Heavy appliances, I go to 20 bucks.
Stairs, etc, go to 20 bucks.
can’t do the % thing because a sofa/love seat can be anywhere from 500 to 5,000. Light labor = 10 flat for two guys, heavy = 20 flat, and take it from there.
This is one thing that confuses me. When the store charges the delivery fee, does any of that fee go to the delivery people? Most places charge extra if they have to go up a flight of stairs, and they charge also based on how far away you are from their store, etc. I guess one can’t count on the store paying their delivery people based on how difficult a delivery is - stairs, distance, etc.
Damn. Second floor, but two pretty lightweight pieces of furniture. It’s bad enough I gotta pay for the furniture itself and delivery charges, but delivery charges plus tip?
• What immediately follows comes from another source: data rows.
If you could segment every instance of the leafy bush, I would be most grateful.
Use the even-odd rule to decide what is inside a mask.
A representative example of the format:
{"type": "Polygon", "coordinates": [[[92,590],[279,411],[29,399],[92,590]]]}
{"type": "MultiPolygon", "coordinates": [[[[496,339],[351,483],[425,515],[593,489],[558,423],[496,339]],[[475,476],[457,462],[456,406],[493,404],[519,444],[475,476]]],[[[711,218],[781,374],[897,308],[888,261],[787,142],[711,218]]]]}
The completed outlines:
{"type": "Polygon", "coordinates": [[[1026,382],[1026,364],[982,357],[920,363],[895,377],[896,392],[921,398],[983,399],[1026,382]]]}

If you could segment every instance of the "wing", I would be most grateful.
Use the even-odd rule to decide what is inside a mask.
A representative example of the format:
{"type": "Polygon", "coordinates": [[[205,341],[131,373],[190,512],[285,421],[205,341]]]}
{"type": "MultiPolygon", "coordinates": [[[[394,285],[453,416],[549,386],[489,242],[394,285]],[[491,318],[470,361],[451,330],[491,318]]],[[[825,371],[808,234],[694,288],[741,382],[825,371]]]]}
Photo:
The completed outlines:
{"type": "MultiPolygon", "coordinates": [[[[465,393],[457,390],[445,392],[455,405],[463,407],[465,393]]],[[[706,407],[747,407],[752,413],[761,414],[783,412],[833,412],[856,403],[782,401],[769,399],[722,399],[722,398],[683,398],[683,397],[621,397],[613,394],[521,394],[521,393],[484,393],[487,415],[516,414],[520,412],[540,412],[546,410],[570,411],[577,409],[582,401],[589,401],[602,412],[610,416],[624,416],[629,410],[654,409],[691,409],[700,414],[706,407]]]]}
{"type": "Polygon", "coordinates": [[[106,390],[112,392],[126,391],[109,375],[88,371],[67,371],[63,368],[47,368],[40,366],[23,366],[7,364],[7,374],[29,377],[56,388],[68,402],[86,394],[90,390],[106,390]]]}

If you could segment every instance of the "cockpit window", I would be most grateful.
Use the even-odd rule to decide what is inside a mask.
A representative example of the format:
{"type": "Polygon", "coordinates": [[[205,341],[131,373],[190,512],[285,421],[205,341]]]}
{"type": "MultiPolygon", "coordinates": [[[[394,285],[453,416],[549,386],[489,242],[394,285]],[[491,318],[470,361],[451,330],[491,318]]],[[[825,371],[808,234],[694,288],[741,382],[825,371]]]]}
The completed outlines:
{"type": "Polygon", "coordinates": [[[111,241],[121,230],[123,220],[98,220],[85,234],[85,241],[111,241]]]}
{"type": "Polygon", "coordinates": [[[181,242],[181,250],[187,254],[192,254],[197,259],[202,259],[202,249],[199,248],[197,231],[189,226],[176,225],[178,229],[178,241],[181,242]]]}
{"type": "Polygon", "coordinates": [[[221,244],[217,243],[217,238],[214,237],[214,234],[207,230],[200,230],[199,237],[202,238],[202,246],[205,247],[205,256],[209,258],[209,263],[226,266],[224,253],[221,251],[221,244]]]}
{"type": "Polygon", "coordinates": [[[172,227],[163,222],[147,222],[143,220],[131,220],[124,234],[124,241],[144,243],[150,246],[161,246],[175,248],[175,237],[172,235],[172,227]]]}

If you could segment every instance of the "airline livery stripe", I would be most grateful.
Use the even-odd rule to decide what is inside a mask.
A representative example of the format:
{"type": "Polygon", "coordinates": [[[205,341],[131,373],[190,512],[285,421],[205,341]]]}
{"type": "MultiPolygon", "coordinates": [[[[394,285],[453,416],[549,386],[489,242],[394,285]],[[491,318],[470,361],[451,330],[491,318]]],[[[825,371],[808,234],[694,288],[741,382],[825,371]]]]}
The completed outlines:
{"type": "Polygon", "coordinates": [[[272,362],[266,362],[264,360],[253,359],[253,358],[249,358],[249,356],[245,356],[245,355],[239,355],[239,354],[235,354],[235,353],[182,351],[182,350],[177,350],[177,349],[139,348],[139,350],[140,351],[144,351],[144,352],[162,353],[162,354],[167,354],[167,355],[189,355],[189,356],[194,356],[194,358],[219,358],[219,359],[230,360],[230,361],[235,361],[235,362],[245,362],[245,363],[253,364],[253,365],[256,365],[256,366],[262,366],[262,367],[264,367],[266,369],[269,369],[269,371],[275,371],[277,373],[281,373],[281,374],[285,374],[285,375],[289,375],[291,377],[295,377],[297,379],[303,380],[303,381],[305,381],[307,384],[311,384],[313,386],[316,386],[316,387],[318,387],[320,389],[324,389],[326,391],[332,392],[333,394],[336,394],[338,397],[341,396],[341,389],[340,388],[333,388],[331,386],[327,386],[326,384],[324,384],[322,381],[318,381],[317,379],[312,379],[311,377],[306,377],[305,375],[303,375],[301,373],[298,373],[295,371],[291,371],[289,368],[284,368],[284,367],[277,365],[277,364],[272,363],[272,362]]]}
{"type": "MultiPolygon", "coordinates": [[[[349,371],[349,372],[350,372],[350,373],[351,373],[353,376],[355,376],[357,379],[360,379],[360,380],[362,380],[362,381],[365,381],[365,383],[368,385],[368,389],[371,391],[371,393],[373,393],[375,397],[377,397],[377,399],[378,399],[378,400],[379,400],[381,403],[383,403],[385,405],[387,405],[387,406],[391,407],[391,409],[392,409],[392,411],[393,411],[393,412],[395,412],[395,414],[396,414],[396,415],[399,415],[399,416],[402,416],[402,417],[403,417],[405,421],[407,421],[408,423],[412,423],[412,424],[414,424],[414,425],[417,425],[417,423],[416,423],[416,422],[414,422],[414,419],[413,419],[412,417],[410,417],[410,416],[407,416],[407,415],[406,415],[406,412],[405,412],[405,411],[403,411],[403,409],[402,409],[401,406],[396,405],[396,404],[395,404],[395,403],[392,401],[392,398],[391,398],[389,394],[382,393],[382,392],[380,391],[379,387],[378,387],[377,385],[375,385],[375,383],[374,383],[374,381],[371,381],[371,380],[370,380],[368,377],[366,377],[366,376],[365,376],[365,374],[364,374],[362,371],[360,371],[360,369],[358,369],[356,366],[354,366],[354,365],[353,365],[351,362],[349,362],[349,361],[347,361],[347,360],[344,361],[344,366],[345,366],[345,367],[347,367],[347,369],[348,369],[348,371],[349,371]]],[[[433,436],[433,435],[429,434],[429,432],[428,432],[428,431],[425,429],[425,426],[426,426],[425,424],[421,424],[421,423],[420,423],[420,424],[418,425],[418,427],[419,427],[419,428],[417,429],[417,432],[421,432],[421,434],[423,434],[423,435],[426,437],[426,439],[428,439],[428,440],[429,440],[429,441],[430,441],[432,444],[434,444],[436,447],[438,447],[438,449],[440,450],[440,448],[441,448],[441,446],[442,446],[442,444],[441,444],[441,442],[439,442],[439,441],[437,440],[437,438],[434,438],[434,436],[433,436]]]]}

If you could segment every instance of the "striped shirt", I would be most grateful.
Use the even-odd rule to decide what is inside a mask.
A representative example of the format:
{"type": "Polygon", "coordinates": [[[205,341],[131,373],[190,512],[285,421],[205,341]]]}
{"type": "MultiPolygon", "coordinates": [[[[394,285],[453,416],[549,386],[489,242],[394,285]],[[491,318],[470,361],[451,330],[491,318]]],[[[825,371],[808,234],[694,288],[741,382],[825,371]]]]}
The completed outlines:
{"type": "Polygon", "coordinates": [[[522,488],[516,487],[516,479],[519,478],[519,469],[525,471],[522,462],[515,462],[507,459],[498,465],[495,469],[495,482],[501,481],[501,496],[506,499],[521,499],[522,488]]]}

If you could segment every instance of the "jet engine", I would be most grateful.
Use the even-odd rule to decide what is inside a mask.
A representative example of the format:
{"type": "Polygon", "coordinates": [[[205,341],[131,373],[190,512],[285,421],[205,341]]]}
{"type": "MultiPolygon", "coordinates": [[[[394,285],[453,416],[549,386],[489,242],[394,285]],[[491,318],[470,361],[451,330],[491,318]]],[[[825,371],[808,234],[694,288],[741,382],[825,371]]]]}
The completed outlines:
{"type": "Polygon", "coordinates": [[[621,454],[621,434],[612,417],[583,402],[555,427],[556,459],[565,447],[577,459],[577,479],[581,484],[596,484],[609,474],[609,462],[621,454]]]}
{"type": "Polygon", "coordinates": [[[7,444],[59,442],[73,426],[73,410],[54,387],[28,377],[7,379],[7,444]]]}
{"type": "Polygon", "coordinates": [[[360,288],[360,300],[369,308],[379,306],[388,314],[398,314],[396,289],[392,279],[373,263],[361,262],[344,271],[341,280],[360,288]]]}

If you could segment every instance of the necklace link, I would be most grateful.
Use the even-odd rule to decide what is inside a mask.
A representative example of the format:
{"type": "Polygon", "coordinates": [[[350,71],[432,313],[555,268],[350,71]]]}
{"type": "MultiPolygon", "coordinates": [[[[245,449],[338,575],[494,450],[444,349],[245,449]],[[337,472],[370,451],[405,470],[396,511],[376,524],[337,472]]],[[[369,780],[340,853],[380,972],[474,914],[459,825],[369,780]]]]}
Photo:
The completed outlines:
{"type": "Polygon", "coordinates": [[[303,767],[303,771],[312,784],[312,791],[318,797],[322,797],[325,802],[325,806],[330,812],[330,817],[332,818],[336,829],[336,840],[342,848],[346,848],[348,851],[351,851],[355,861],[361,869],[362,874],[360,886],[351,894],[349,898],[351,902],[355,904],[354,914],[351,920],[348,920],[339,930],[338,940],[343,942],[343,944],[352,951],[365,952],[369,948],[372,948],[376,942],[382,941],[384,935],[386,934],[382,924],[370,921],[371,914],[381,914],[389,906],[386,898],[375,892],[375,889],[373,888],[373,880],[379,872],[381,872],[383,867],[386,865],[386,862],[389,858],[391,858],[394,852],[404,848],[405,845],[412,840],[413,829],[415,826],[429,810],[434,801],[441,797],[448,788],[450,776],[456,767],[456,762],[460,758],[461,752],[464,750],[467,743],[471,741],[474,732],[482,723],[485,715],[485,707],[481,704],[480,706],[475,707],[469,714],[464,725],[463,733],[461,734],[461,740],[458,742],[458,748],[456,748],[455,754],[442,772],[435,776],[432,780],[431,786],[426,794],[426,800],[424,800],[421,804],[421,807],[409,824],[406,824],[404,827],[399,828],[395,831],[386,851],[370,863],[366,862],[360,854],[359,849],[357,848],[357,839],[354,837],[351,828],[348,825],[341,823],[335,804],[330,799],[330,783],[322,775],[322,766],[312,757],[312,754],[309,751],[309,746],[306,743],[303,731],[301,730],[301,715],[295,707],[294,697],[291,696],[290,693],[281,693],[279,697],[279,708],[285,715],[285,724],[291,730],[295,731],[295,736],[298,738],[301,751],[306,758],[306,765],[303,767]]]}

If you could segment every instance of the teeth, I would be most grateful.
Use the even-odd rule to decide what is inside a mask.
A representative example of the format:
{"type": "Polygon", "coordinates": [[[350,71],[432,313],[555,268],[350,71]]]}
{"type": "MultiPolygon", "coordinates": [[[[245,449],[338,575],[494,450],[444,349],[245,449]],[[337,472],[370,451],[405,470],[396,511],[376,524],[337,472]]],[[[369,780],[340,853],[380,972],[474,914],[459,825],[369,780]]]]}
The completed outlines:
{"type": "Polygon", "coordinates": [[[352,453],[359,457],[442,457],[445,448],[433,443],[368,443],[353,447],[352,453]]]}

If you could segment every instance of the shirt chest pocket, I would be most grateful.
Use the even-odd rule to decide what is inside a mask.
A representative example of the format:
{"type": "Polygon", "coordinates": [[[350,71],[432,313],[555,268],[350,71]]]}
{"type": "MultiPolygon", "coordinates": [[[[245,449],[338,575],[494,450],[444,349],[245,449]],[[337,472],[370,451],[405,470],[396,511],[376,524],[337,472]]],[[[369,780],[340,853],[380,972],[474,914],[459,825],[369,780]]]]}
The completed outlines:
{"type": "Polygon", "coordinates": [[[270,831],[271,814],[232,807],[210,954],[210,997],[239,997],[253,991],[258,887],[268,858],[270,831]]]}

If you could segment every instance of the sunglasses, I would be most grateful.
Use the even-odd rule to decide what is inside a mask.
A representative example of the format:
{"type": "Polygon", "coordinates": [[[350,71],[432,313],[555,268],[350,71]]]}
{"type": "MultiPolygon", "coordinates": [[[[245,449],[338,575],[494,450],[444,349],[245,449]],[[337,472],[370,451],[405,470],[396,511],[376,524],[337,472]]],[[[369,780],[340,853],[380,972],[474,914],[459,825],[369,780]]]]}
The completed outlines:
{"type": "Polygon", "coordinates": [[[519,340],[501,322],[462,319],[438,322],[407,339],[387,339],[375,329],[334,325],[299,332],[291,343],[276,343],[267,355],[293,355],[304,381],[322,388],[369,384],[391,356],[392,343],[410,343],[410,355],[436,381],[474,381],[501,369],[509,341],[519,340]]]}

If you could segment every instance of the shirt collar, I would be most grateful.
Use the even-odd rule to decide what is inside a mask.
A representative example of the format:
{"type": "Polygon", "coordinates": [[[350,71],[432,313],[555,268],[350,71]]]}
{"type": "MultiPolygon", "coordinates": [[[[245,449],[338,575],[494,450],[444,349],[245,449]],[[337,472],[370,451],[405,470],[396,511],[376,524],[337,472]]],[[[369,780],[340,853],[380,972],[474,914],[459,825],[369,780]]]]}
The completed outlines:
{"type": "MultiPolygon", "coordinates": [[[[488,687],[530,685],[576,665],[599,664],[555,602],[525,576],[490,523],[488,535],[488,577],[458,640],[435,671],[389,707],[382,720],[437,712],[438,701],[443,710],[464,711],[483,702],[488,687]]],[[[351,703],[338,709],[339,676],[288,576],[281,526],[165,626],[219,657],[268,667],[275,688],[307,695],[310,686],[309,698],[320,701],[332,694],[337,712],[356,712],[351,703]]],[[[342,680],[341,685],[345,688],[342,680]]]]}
I’m not gonna be able to afford groceries this week . . . Guess I’ll have to cough up the $40 . . . Off to the ATM . . .
I might add, Dan, that the store asked me what floor I lived on and figured how heavy the furniture is before totalling up the delivery charges, so I have to assume that some of that goes to Alf and Ralph? But I am a notably generous tipper, so I’ll probably come across anyway . . . It’s just that this is really starting to run into money.
Check to see if the store has a policy against tipping for deliveries. Circuit City <shudder> has such a policy. Although it’s probably not posted anywhere for consumers to see, it’s in the employee handbook in bold print.
Offer them some lemonade & a slice of bundt cake instead?
Hooray for Circuit City!
(Tipping an employee who is getting paid anyway should never be considered an obligation. If the service is unusually good, that’s one thing, but to standardize it? Fageddaboutit!)
If you’re already paying a delivery charge, I’d say no tip. Same as with a restaurant, if there’s an automatic service charge, no tip. Offer them a cool drink.
call me cheap, but don’t they get paid to deliver products? Isn’t that their job?
I had a hugeass heavy wardrobe delivered a couple of weeks ago. Delivery was $50, but the two linebacker types who showed up with it had to haul it up a very tall, very tight, very steep flight of stairs on a day when the temp was topping 95 degrees.
I gave them the stinking 20 bucks. Hell, I even offered them a beer. They certainly deserved it.
That’s kind of what I was thinking, Ford. I really don’t want to rant against delivery people - after all, it’s tough, physical labor, and the conditions are often not very good (flights of stairs, furniture in the way, and so on). But I think the stores have you in a bad spot. They know that if you were able to take the thing home yourself, you would. Since you can’t, they have no problems charging a sometimes-exorbitant amount for delivery.
I recently bought a nice pine bookcase/headboard for my bed (queen size). No way that was fitting in my Saturn. Cost of the furniture was $189. Great price, I figured. Delivery was another $99.90. Yep, a 52% markup from the original price. Now, I don’t mind paying a delivery fee at all, but I think it should be relative to what you’re buying. If I bought a huge couch for, say, $1400, then $99.90 would have been cheap.
So there was no way I felt comfortable giving the delivery dudes cash on top of the $289 I just paid for the furniture.
Panucci’s Pizza
“DO NOT TIP DELIVERY BOY!”
Sorry, but it’s the first thing I could think of.